"I don't care about your ideology. Just give me my money," Stephan said, with fire blazing out of his eyes. "The idiocy of you people in this town is driving me crazy." The old woman idly had another sip of a chilled Fanta drink. Then she said, "When you're done talking nonsense, you'll get out of my store. You stupid child."
Stephan's shoes scuffed the ground, as he blazed out of her store. He could not turn off the ignition of anger coursing through his veins. He wondered how ignoble these barbaric people are. He arrived home, and his father Mr. Logan, smiled on seeing him, and asked him, "Where have you been Steph?"
Stephan replied, "Bloody ignoramus!" Everybody paused what they were doing. Stephan's little twin sisters were playing Ludo. And his mom was picking beans out of shaft - preparing to make dinner. Silence engulfed the air with Stephan's reply.

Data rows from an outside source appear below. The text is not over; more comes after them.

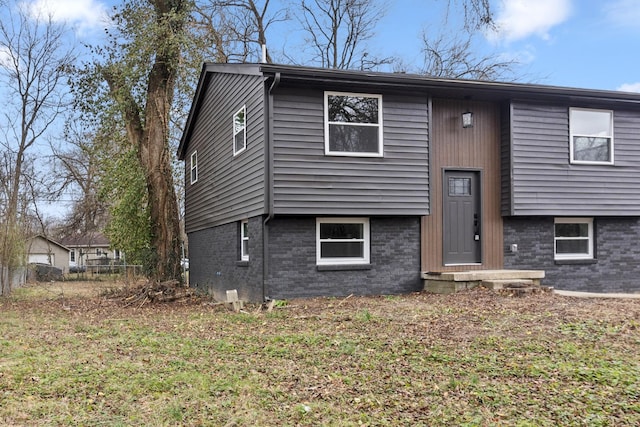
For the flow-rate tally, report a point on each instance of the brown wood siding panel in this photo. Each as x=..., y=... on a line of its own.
x=477, y=148
x=545, y=183
x=309, y=183
x=228, y=188
x=505, y=158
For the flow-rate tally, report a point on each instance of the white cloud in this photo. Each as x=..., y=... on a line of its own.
x=623, y=13
x=84, y=14
x=630, y=87
x=519, y=19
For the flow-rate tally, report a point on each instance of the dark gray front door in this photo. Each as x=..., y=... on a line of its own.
x=462, y=222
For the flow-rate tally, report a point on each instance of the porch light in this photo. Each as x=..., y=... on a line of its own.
x=467, y=119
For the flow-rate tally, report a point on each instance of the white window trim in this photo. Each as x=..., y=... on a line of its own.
x=327, y=150
x=244, y=131
x=344, y=261
x=572, y=135
x=244, y=256
x=590, y=238
x=194, y=167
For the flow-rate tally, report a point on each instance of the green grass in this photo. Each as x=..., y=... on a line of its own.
x=474, y=359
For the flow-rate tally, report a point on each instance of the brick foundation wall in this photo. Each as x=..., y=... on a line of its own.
x=616, y=267
x=394, y=267
x=214, y=261
x=292, y=270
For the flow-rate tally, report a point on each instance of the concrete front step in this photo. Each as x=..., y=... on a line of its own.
x=507, y=283
x=454, y=281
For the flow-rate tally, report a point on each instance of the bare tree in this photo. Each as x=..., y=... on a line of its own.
x=337, y=32
x=78, y=170
x=238, y=28
x=453, y=56
x=34, y=61
x=141, y=67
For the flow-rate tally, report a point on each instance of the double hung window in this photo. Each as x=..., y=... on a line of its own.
x=342, y=241
x=194, y=167
x=240, y=130
x=573, y=238
x=244, y=240
x=591, y=136
x=353, y=124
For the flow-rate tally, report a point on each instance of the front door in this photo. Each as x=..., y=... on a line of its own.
x=462, y=217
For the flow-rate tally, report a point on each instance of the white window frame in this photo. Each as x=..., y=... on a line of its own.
x=327, y=123
x=365, y=259
x=573, y=134
x=590, y=238
x=242, y=109
x=244, y=237
x=194, y=167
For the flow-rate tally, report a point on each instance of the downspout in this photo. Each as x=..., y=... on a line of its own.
x=268, y=184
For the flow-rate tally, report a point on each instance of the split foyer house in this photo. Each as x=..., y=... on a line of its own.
x=307, y=182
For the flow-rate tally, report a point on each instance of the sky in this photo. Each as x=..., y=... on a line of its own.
x=591, y=44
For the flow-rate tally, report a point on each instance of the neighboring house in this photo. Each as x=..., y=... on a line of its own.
x=90, y=249
x=42, y=250
x=305, y=182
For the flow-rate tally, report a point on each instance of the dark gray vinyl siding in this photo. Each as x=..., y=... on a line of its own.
x=545, y=183
x=229, y=188
x=308, y=182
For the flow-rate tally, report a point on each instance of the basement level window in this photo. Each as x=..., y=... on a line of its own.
x=342, y=241
x=573, y=238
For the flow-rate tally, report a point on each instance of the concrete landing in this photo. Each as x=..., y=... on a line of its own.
x=454, y=281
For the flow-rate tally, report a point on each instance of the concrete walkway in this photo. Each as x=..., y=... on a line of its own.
x=593, y=294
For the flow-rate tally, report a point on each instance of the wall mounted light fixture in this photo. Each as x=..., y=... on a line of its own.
x=467, y=119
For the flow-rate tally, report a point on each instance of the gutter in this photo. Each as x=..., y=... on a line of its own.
x=268, y=184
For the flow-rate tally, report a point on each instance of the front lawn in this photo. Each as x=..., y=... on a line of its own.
x=475, y=358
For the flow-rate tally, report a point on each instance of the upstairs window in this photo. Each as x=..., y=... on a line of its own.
x=591, y=136
x=244, y=240
x=194, y=167
x=573, y=238
x=342, y=241
x=353, y=124
x=240, y=130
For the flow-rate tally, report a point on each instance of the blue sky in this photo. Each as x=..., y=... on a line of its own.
x=579, y=43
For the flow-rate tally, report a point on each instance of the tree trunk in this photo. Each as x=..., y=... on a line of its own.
x=153, y=147
x=156, y=162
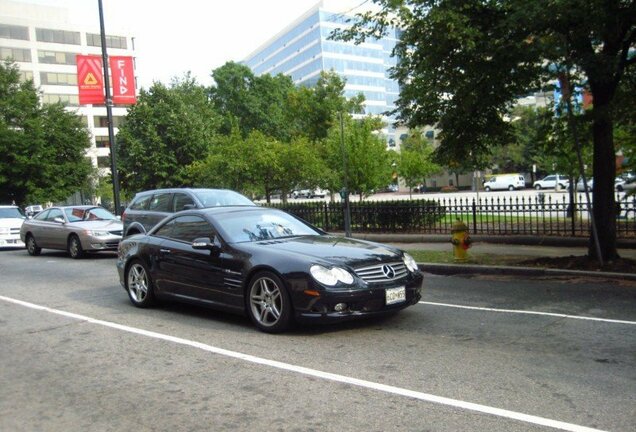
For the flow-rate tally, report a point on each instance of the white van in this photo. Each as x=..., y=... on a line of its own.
x=505, y=181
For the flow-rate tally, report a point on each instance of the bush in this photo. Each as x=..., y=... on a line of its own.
x=376, y=216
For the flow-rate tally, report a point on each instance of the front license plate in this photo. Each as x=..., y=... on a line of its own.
x=395, y=295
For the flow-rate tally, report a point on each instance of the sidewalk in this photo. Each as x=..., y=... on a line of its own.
x=532, y=247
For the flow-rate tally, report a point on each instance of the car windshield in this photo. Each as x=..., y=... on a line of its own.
x=12, y=212
x=216, y=198
x=78, y=214
x=250, y=226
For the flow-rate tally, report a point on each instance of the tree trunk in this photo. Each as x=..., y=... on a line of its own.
x=604, y=173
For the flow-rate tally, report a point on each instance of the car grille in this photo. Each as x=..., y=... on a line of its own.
x=385, y=272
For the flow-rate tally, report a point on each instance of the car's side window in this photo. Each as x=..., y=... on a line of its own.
x=54, y=213
x=180, y=201
x=141, y=203
x=189, y=228
x=165, y=230
x=42, y=216
x=160, y=202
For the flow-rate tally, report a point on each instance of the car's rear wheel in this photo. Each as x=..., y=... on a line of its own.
x=139, y=285
x=75, y=247
x=32, y=246
x=268, y=303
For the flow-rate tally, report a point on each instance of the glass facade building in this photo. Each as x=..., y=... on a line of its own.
x=304, y=49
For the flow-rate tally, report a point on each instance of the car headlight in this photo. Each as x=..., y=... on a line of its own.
x=94, y=233
x=331, y=276
x=410, y=263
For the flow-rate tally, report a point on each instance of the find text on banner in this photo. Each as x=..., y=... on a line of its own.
x=123, y=80
x=90, y=79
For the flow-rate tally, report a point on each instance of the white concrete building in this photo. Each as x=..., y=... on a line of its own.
x=44, y=42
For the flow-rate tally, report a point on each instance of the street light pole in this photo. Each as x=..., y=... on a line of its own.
x=109, y=112
x=347, y=209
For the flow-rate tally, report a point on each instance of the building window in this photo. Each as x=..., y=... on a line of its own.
x=93, y=39
x=57, y=36
x=102, y=142
x=14, y=32
x=54, y=78
x=56, y=57
x=67, y=100
x=26, y=76
x=17, y=54
x=102, y=121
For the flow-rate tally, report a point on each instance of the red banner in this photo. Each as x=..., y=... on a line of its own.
x=123, y=80
x=90, y=79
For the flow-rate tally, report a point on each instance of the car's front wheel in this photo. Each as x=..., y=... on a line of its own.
x=139, y=285
x=75, y=247
x=32, y=246
x=268, y=303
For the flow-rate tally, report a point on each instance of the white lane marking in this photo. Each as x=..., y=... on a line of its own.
x=530, y=313
x=485, y=409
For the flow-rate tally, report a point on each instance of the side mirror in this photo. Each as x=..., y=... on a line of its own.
x=205, y=243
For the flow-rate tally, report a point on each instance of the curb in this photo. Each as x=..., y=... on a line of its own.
x=458, y=269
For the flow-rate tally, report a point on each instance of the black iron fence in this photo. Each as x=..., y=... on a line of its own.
x=541, y=215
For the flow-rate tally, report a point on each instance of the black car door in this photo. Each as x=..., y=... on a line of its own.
x=196, y=274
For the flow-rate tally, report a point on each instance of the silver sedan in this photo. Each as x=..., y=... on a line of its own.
x=76, y=229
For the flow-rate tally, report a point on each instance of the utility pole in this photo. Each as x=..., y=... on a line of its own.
x=109, y=112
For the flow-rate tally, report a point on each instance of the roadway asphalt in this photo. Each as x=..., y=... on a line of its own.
x=506, y=245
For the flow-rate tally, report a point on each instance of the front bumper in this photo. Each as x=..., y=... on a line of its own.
x=12, y=240
x=359, y=303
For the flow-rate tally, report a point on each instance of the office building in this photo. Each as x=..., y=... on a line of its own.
x=44, y=42
x=303, y=49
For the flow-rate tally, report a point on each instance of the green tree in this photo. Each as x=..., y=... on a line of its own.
x=253, y=103
x=313, y=109
x=43, y=147
x=415, y=160
x=462, y=64
x=168, y=129
x=368, y=162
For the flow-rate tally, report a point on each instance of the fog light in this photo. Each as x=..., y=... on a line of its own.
x=340, y=307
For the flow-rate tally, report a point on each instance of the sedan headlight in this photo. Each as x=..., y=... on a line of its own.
x=95, y=233
x=331, y=276
x=410, y=263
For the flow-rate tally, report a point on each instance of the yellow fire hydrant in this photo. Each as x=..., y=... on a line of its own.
x=461, y=241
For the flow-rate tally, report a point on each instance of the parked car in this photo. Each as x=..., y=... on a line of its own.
x=309, y=193
x=11, y=219
x=551, y=182
x=76, y=229
x=581, y=188
x=32, y=210
x=505, y=181
x=149, y=207
x=267, y=264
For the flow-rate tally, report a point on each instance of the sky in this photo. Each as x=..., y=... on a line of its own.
x=177, y=36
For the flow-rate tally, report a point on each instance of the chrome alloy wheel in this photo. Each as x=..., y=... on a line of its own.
x=266, y=301
x=137, y=283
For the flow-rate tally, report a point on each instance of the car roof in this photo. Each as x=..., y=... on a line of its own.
x=180, y=190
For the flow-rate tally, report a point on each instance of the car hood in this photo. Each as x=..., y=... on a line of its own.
x=11, y=222
x=111, y=225
x=328, y=249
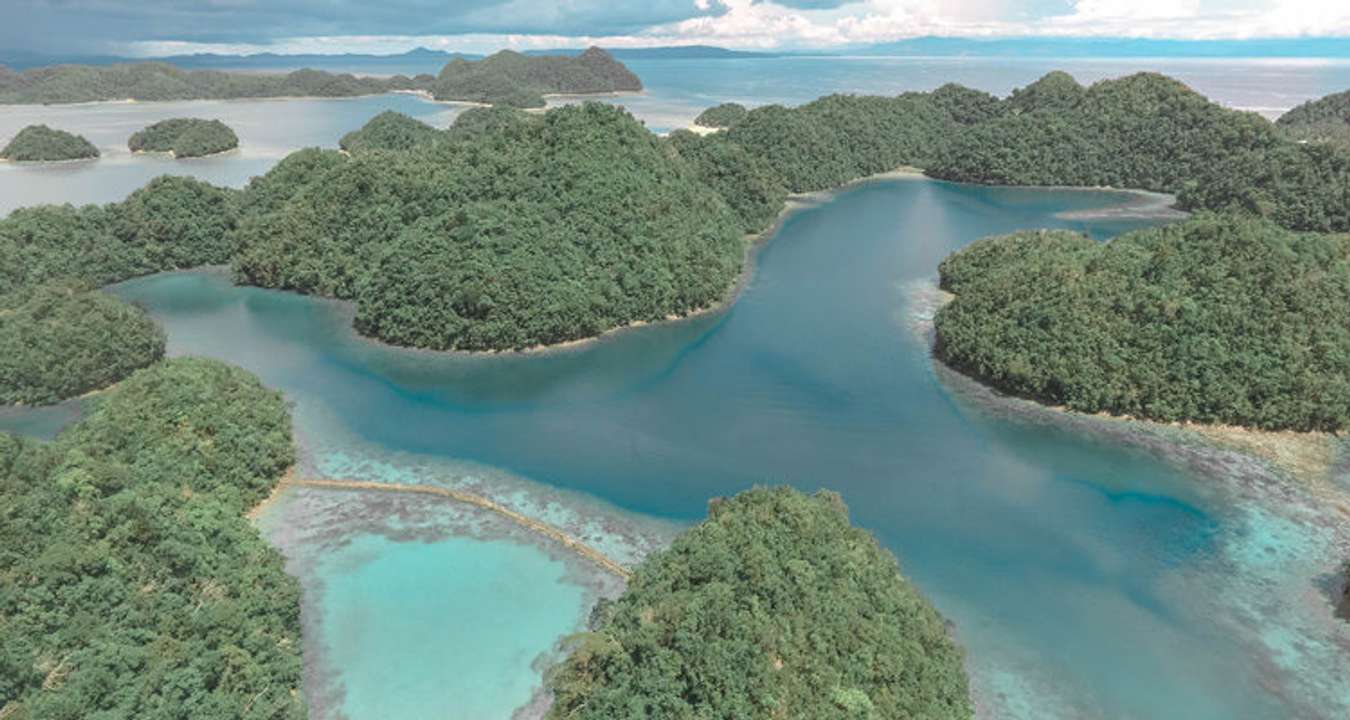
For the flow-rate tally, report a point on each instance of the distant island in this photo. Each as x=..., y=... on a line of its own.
x=513, y=230
x=62, y=342
x=185, y=138
x=774, y=607
x=517, y=80
x=41, y=143
x=506, y=77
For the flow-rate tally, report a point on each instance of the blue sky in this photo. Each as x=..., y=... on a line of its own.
x=335, y=26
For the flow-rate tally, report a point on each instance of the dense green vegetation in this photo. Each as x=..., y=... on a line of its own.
x=748, y=184
x=774, y=607
x=1144, y=131
x=131, y=584
x=41, y=143
x=724, y=115
x=185, y=138
x=1218, y=319
x=1302, y=187
x=521, y=231
x=1149, y=131
x=162, y=81
x=1343, y=609
x=170, y=223
x=1326, y=119
x=506, y=77
x=389, y=131
x=60, y=342
x=516, y=80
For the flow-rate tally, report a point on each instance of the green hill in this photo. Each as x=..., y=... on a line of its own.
x=185, y=138
x=1218, y=319
x=517, y=80
x=41, y=143
x=527, y=230
x=774, y=607
x=58, y=342
x=131, y=584
x=389, y=131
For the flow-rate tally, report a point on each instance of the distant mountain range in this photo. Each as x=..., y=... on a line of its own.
x=1030, y=47
x=419, y=57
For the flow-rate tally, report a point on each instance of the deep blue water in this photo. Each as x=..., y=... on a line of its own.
x=1087, y=578
x=1084, y=577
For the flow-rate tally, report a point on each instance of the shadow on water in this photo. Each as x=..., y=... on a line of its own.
x=1088, y=574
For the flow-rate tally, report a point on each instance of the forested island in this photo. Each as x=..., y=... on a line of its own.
x=1217, y=319
x=58, y=342
x=41, y=143
x=131, y=584
x=1326, y=119
x=516, y=80
x=185, y=138
x=505, y=77
x=60, y=339
x=774, y=607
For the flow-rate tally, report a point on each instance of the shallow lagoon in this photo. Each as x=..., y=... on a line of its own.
x=1090, y=573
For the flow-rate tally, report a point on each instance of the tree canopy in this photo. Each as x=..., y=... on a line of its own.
x=185, y=138
x=517, y=80
x=523, y=231
x=131, y=584
x=774, y=607
x=506, y=77
x=1219, y=319
x=41, y=143
x=389, y=131
x=58, y=342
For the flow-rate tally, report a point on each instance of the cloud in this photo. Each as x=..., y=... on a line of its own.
x=151, y=26
x=97, y=24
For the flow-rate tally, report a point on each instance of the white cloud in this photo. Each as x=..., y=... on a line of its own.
x=768, y=24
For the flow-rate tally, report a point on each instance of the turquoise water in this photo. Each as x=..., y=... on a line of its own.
x=488, y=608
x=1090, y=573
x=267, y=131
x=677, y=92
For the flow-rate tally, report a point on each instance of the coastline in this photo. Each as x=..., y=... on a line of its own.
x=34, y=162
x=174, y=156
x=753, y=242
x=1304, y=457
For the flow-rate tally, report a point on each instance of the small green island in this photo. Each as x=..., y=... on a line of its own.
x=517, y=80
x=60, y=339
x=41, y=143
x=132, y=582
x=185, y=138
x=774, y=607
x=506, y=77
x=1343, y=607
x=389, y=131
x=61, y=342
x=721, y=116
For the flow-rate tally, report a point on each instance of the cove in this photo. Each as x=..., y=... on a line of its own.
x=1087, y=577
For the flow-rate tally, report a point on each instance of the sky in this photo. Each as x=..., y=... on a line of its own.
x=157, y=27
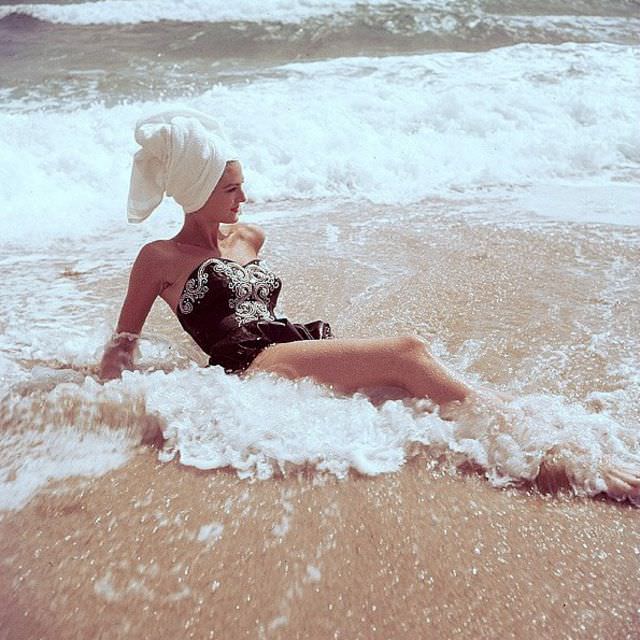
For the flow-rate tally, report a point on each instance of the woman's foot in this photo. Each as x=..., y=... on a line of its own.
x=621, y=479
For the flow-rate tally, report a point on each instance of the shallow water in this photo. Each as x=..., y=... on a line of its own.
x=469, y=174
x=468, y=171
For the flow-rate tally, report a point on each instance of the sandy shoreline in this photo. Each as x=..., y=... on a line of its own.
x=166, y=551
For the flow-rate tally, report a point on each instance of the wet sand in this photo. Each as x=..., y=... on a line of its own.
x=164, y=551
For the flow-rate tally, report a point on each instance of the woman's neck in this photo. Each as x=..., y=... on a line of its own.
x=194, y=233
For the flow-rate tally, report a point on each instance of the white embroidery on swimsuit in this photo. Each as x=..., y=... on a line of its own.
x=251, y=286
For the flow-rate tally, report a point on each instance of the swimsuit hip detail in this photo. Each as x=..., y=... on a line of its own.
x=229, y=310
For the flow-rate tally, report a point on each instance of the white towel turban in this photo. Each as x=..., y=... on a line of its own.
x=184, y=153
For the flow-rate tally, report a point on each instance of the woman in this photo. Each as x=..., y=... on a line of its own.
x=224, y=298
x=213, y=280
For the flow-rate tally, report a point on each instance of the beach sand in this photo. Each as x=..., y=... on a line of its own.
x=165, y=551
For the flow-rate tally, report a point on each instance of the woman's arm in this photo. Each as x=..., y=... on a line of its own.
x=145, y=284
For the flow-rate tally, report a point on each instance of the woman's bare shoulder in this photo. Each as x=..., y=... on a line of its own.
x=157, y=251
x=251, y=233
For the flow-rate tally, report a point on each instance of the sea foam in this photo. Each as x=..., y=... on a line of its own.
x=127, y=12
x=394, y=130
x=265, y=426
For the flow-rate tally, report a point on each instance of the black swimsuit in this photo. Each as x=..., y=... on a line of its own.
x=228, y=309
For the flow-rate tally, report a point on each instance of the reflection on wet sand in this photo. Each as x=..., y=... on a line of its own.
x=166, y=551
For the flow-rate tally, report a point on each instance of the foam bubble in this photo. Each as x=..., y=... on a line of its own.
x=211, y=420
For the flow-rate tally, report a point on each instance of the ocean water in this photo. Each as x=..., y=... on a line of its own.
x=469, y=171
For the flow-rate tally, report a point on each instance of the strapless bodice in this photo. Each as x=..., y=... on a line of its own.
x=228, y=308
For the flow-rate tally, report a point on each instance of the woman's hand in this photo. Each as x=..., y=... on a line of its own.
x=118, y=355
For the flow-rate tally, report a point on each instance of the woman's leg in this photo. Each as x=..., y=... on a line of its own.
x=351, y=364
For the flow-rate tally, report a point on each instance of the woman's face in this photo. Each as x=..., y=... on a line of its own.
x=224, y=202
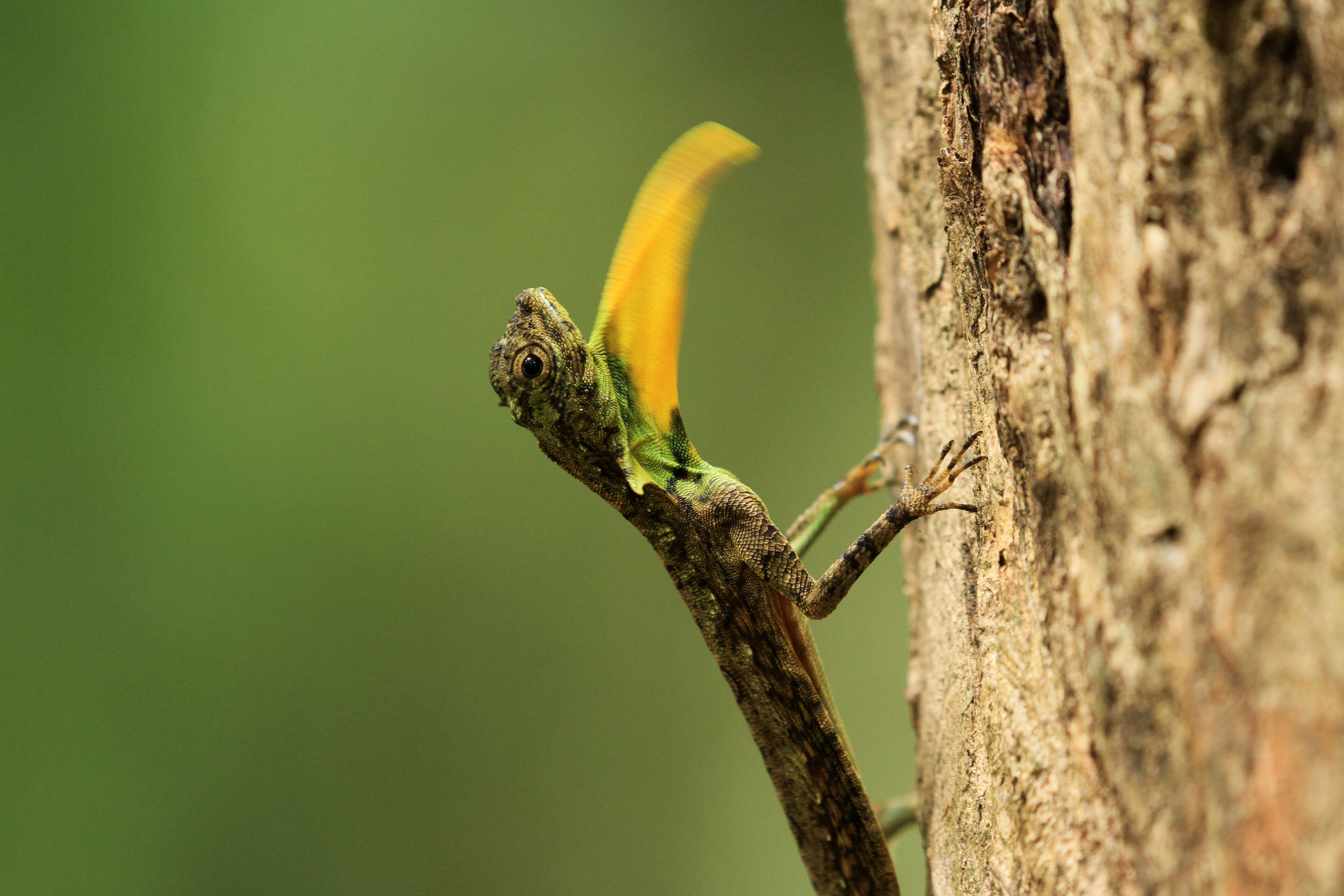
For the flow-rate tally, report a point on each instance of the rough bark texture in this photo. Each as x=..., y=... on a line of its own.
x=1109, y=236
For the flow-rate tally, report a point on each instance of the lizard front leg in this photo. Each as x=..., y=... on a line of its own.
x=768, y=553
x=858, y=481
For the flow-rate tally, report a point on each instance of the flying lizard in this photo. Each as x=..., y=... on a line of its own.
x=607, y=410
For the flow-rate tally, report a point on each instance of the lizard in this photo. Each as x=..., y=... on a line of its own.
x=607, y=412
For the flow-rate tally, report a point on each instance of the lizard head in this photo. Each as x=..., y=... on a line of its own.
x=556, y=386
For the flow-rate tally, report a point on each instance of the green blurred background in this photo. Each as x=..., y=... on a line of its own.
x=290, y=605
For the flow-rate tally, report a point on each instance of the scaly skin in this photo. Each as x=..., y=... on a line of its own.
x=737, y=573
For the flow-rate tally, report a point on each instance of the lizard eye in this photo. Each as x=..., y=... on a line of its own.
x=533, y=365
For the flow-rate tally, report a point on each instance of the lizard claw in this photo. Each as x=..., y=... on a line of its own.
x=919, y=499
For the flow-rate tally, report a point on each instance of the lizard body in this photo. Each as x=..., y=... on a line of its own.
x=605, y=412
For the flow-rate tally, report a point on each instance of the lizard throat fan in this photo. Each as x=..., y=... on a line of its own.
x=639, y=323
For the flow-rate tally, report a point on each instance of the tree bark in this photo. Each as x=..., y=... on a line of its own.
x=1108, y=234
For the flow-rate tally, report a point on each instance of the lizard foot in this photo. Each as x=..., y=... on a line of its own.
x=919, y=499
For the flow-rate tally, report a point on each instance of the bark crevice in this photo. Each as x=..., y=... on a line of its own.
x=1128, y=672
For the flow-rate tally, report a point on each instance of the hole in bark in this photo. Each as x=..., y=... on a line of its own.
x=1038, y=310
x=1168, y=536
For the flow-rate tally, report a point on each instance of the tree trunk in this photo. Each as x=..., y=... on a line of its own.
x=1109, y=237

Mr. Logan then said, "My son you know I did not go to school. What is ignoramus?"
Stephan replied, "Is it not that old shabby, tatty mama Deborah, who sells snacks and food stuffs across the road." His father looked sideways at his mother, with eyes clouded with confusion. Then he turned and asked Stephan, "What did mama Deborah do to you?"
"I've been terribly hungry, thanks to mummy. I don't know if she wants the moon to start dancing on my head before she makes dinner. So I went across to mama Deborah's store, to buy some snacks and a cool bottle of Cocacola to step it down." Mr Logan replied, "Okay..." His eyes was glimmering, "And what happened Steph?"
Stephan continued, "After eating. I paid her. And asked for my balance. But guess what? She told me that in this town, today is - No Balance Day." And the whole house went topsy-turvy, as everybody started laughing profusely. It was the piercing laugher of his little twin sisters that was hurting Stephan the most. Stephan thought in his head, "The aggressive laugher of these two little witches can make a man hang himself."
His mother managed to catch her breath and said, "Just because you went to stay with your uncle overseas for 12 years, doesn't mean that you should forget everything about the tradition of your hometown."
Stephan squeezed his face, until his face was turning green like Hulk, as he replied "But mom, I thought that tradition was just scuttlebutt." His mom replied, "You should go ask mama Deborah!" His little twin sisters burst into laugher again. Stephan's head turned to red fire like Ghost Rider as he chased after his little twin sisters.